Of the still varieties, Pinot Precoce started coming in to the winery on 16th September, with no need to chaptalise as potential alcohols were at 11.5%+.

Dorset and Devon were particularly advanced, with really well balanced acids and sugars. I was reminded of my time in Napa Valley as my pH meter was taking readings at >3.4! In September! My colleagues in Napa were panicking about botrytis and under-ripe Pinot Noir well into October. Botrytis was not generally an issue for the 2011 harvest in the UK.

The main Chardonnay crops didn’t start to arrive in the winery until the first week of October, with Kent fruit coming in first this year (it was the last county to pick in 2010). Sussex followed Kent by a week or so then Hampshire came in last with Dorset bringing in Chardonnay at the tail end of October. Some vineyards picked under pressure of frost and rain being forecast and acids were still high in some lots. But nothing unmanageable.

The Indian summer saved the ripeness of the Chardonnay crop across the counties – but with the warm weather the vines caught up and picking dates weren’t all that different from previous years.

One major factor was the tiny yields across the board. Talking to various vineyards across the country yields were between 30-50% down on last year – with some even worse hit. This was down to poor flowering, small berries, small bunches, therefore uneven development generally.

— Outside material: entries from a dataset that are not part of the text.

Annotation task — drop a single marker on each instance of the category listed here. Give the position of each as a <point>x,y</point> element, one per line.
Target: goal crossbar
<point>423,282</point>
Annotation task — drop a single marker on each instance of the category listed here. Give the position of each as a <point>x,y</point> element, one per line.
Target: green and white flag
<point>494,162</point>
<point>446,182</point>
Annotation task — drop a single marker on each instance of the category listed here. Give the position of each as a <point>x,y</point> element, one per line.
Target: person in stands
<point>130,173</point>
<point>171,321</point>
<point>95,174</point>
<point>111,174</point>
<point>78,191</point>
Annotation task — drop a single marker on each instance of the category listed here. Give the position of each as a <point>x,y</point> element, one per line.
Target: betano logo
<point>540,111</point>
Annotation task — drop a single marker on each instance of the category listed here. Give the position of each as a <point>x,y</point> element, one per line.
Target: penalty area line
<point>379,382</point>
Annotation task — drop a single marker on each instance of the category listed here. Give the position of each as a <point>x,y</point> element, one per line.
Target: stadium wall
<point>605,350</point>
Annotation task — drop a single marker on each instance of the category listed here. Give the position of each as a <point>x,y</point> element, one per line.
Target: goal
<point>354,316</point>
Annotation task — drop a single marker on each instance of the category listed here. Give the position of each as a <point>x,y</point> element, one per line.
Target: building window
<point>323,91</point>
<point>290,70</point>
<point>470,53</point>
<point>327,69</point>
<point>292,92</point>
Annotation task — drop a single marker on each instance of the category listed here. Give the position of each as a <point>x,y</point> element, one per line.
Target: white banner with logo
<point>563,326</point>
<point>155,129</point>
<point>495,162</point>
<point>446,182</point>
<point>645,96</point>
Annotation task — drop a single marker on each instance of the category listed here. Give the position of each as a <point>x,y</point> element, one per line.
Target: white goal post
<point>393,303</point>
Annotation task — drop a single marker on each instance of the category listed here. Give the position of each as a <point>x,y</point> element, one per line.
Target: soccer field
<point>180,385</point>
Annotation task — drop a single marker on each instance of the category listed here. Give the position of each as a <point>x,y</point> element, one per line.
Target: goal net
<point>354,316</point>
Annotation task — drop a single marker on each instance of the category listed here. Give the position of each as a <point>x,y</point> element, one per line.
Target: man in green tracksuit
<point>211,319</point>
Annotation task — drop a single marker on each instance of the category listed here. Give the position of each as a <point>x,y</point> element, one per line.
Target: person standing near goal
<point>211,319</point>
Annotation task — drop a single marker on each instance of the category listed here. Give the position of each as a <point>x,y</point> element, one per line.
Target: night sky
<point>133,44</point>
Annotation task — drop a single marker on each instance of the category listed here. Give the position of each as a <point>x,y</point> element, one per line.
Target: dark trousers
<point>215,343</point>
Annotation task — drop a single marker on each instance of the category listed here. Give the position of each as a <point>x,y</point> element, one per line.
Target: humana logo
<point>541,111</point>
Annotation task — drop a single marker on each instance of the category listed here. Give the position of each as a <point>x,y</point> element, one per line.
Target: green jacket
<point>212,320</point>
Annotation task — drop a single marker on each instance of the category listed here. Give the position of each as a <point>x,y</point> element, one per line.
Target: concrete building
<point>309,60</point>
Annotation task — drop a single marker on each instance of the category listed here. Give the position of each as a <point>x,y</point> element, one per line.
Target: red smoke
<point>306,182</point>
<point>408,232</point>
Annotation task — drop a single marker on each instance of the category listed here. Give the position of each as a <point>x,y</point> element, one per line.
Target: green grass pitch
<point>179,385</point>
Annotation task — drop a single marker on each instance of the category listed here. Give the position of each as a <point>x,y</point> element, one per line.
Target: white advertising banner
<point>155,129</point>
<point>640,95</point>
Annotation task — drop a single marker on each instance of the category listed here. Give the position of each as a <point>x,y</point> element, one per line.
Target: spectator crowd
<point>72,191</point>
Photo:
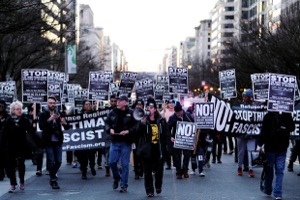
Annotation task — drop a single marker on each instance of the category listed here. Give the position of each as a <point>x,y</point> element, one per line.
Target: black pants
<point>153,164</point>
<point>86,157</point>
<point>217,145</point>
<point>138,165</point>
<point>181,169</point>
<point>230,142</point>
<point>13,163</point>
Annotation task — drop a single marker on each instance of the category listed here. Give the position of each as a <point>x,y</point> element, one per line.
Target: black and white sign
<point>227,84</point>
<point>99,83</point>
<point>281,93</point>
<point>87,132</point>
<point>34,85</point>
<point>178,80</point>
<point>204,115</point>
<point>144,89</point>
<point>260,85</point>
<point>127,83</point>
<point>185,137</point>
<point>8,91</point>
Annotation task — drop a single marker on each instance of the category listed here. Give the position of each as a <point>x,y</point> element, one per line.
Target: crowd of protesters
<point>155,131</point>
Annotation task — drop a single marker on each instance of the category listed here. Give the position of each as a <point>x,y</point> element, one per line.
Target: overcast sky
<point>143,29</point>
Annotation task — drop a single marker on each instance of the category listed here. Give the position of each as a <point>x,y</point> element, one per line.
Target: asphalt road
<point>221,182</point>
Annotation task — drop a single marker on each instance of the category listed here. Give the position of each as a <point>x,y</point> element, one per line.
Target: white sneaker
<point>192,173</point>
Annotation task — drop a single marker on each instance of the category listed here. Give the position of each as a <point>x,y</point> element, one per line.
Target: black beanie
<point>178,107</point>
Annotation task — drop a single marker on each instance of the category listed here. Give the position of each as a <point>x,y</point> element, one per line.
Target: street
<point>221,182</point>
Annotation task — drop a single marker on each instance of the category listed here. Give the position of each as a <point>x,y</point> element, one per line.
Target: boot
<point>107,172</point>
<point>290,166</point>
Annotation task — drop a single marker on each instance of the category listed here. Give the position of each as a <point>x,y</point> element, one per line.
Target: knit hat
<point>248,93</point>
<point>178,107</point>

In the winery at Hattingley the wines all finished their fermentation before Christmas and those tanks that were co-inoculated with malolactic bacteria are now just coming to the end of that stage.

The malolactic fermentation sees the introduction of bacteria that convert the harsh green malic acid into softer lactic acid. The result is a more approachable wine, hopefully becoming ready to drink sooner than wines that haven’t gone through the conversion. The total acidity can drop by several grams per litre, making all the difference to the final taste.

In England it is often tricky to get the MLF started because of our high acid levels and subsequent low pHs – bacteria don’t like very acidic environments. Indeed, high levels of malic acid can cause the bacteria to fail, simply because there is too much for the bugs to cope with. This is particularly a problem for new wineries where there are no indigenous bacteria naturally acclimatised to the conditions

The next stage is to taste and blend the wines before bottling in the summer.